Tuesday, March 31, 2009

Never Simple Trading Rules

Every once in a while we find ourselves at a standstill with our trading- stuck in a rut. You're not doing anything wrong, but you're not improving, either. You're results aren't bad, but they're not as profitable as you would like. If you want to see winning results, you need to learn from those who win. Consistently!

I make big losses when I violated one of these rules.

Rule 1 – Never, ever, ever add to a losing position. Remember how the Long Term Capital Management and its legion of Nobel laureates who broke this rule repeatedly and went into forced liquidation. And in my case, I was badly bitten once by Proton and Transmile.

Rule 2 – The objective is not to buy low and sell high, but to buy high and to sell higher. We can never know what price is ‘low’.

Rule 3 - Markets can remain illogical longer than you or I can remain solvent – is a brilliant statement from our good friend Gary Shilling.

Rule 4 – Try to trade the first day of any gap on the chart. I have full respect for ‘gap’. When it happens, it is almost always materially important.

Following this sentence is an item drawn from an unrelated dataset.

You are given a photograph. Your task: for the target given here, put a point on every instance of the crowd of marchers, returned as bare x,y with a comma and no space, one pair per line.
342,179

Rule 5 – Trading runs in cycles – some good most bad – in good times, even errors are profitable, in bad times, even the most well researched trades go awry. This is the nature of trading – accept it and move on.

Rule 6 – Think like a fundamentalist, trade like a technician – it is imperative that we understand the fundamentals driving a trade. When we do then, and only then, should we trade.

Rule 7 – Respect the Box. Markets often retraced 50-62% of a previous move, with prices falling into the Box. Know that and use it.

Rule 8 – Be patient with winning trades, be enormously impatient with losing trades. Remember it is quite possible to make large sums trading, if we are right only 30% of the time.

Rule 9 – The market is the sum of total wisdom. I dare not to argue with the market’s wisdom.

Rule 10 – All rules are meant to be broken! The trick is knowing when you can..and how often.